As a rule of thumb: use FM when referring to the complete software suite or its specific components, and SM when referring to the Subnet Manager specifically — though in general discussion, SM is commonly understood to encompass all FM processes.

2.2.4.1. Subnet Manager

The Fabric Manager implements a complete Omni-Path Architecture-compliant Subnet Manager. The SM is responsible for monitoring, initializing, and configuring the fabric.

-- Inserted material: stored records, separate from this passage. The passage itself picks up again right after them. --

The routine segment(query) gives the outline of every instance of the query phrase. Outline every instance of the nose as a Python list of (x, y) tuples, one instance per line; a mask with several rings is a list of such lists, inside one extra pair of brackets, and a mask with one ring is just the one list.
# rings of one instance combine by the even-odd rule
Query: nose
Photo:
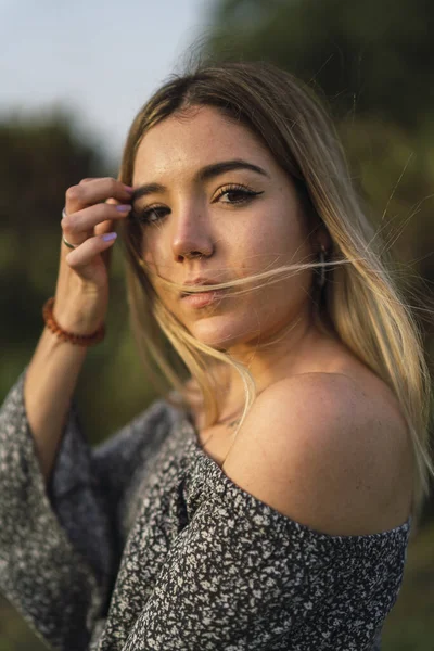
[(213, 255), (214, 244), (206, 216), (199, 215), (191, 207), (179, 212), (175, 219), (171, 248), (178, 263), (186, 258)]

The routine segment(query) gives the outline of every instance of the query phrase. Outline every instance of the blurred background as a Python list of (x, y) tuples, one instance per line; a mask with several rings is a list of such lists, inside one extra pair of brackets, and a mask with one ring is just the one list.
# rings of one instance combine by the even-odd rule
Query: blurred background
[[(272, 61), (317, 90), (399, 275), (432, 301), (433, 20), (431, 0), (0, 0), (0, 401), (30, 359), (54, 291), (66, 188), (116, 176), (137, 111), (202, 52)], [(129, 332), (115, 252), (108, 334), (89, 352), (77, 391), (93, 443), (156, 397)], [(434, 323), (423, 301), (416, 305), (433, 371)], [(433, 604), (431, 498), (383, 650), (433, 649)], [(43, 648), (0, 598), (0, 651)]]

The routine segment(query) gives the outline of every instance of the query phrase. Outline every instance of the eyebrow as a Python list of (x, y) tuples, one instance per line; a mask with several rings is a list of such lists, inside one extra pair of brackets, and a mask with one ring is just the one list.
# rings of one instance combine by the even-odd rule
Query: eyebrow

The SM component performs all of the necessary subnet management functions. Primarily, the SM is responsible for initializing the fabric and managing its topology. Some of its tasks include:

  • Link and port initialization

  • Link width downgrade policies

  • Route and path assignments

  • Local Identifier (LID) address assignments

  • Switch forwarding table programming

  • Programming Virtual Fabrics (vFabrics)

    • QoS

    • Security

  • Sweeping the fabric to discover topology changes, then managing those changes when nodes are added and/or deleted

  • Enforcing topology and security

  • Configuring congestion handling

  • Negotiating and synchronizing redundant SMs

  • Arbitration for primary and secondary roles between multiple SMs in the fabric

The SM performs all its subnet management and monitoring functions via in-band packets sent over the fabric being managed.

One of the critical roles of the SM is the initialization and configuration of routing tables in all the switches. The SM supports a variety of routing algorithms, which are discussed in detail in the CN5000 Topologies and Routing Guide. Among the capabilities are:

  • Support for assigning multiple LIDs to end nodes and the carefully balanced programming of alternate routes through the fabric for use by dispersive routing, load balancing, and failover techniques by various upper-level protocols (ULP).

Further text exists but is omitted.